プラグの熱価セッティングとフライプレートのおかげで高圧縮が可能になってきた2サイクルエンジンですが
ひとつ
おおきな落とし穴があるので、あらためてお伝えしたいと思います。

そうですね。分かりやすいように圧力10kg/2としましょう。


問題

ここに二種類のエンジンがあり、圧縮メーターで両方ともメーターにて10kgに調整しました。
しかし、実際には片方は10kgでしたが、もう片方は12kgになっていました。
どうしてこのような事が起こるのか考えなさい。
ただし、測定ミスはないものとする。




いきなり問題形式になってしまいましたが、8月7日は1/32mile KNカップです。
恥ずかしながらうちもショップブースを出すことになったので、マシンをちゃんと整備しないと…
ショップなんて出したこと無いし… 大丈夫かな…



とりあえず、カマキリ号の圧縮を測定してみました。


まぁ だいたい 13kgってところかな。



もう一つメーターがあるのでそっちでも測定してみましょう。

こちらはパスカルなので分かりにくいですが。
kg/cm2でいうなら10.5kg/cm2くらいになるのかな。


もちろん、どちらのメーターも壊れていません。正常です。
同じエンジンなのに13kgと10.5kgという差が出るのです。
それが問題の答えになります。


ではここでもう一枚の写真を見てください。

何か違いに気が付きますか?
そうです。
プラグの種類です。
基本的に原付はネジ部の短いタイプですが、エンジンによっては通常のプラグが使われています。
しかし、圧力メーターはネジ部の短いタイプ用しかありません。
写真右にあるメーターは通常のプラグ用に僕が作ったものです。

市販の圧力メーターを使って測定すると、通常プラグのエンジンの場合圧力が2kg前後低く表示されるのです。

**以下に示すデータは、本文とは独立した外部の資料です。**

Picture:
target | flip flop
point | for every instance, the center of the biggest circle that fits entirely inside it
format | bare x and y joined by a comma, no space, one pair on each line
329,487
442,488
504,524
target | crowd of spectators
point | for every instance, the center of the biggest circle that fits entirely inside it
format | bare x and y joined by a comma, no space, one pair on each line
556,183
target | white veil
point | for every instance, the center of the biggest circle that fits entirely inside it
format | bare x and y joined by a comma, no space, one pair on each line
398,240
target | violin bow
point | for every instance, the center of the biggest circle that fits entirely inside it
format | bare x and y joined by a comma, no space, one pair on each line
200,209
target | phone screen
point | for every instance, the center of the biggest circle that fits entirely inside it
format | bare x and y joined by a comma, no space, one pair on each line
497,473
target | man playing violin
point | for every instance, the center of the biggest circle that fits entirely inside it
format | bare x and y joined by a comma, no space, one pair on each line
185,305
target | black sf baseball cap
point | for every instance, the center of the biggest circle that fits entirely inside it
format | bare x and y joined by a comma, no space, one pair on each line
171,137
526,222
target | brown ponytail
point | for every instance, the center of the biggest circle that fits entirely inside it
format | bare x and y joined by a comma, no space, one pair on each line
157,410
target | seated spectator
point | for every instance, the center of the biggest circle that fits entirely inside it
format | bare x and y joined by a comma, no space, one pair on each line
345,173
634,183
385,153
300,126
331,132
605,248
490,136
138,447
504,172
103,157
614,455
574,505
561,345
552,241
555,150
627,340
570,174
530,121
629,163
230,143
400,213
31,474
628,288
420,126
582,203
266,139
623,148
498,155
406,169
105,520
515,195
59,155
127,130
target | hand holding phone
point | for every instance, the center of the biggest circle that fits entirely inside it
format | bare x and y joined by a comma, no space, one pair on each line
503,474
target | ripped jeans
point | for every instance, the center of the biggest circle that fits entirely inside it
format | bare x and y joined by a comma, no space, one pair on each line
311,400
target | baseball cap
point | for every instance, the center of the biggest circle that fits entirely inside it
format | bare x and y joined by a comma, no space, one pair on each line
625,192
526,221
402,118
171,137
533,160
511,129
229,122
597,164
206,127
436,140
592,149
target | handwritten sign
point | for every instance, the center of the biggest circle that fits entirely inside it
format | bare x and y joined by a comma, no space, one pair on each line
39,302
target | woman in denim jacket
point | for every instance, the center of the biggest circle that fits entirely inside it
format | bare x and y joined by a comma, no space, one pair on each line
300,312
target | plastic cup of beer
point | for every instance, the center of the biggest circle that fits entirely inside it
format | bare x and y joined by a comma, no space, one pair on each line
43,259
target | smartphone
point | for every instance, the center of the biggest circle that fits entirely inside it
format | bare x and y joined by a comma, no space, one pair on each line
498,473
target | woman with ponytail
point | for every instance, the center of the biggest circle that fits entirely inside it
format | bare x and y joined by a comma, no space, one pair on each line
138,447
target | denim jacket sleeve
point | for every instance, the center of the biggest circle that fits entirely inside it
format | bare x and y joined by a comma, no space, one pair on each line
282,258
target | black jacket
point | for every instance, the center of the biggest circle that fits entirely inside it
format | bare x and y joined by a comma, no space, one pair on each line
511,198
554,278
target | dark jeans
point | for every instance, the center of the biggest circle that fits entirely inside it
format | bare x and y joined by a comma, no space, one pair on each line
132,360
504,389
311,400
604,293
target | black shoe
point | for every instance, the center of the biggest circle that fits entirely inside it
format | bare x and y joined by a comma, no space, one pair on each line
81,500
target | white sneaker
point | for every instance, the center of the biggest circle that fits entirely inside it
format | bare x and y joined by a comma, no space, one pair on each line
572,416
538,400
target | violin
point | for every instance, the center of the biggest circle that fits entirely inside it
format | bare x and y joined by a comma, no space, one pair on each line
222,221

これはプラグのネジ部の体積分、燃焼室の体積が増えたことになり圧縮が低くなって表示してしまうのです。




まとめると
市販のメーターはショートプラグ用であり、
ショートプラグエンジンの場合はそのまま測定できるが、通常プラグのエンジンの場合は2kg前後低く表示されます。



これを知らないと 

通常プラグエンジンで測定したら11kgだったからいいかな?と思っていると実は13kgだった!

となってしまいます。
とはいえ、どこまでの高圧縮が可能なのか??
それは今のところ誰にも分りませんが(笑)




マニアコーナー!

同じエンジンでも、プラグ熱価によって圧縮が変わります。
プラグのガイシの部分を見てください。
例えば#11プラグなどは熱の影響を受けないように、ほとんどガイシで蓋をされている状態ですが、#6などは深い溝があります。
この溝の分 体積が増えるので実圧縮は下がるという訳。


それではみなさん。
イワイサーキットでお会いしましょう〜!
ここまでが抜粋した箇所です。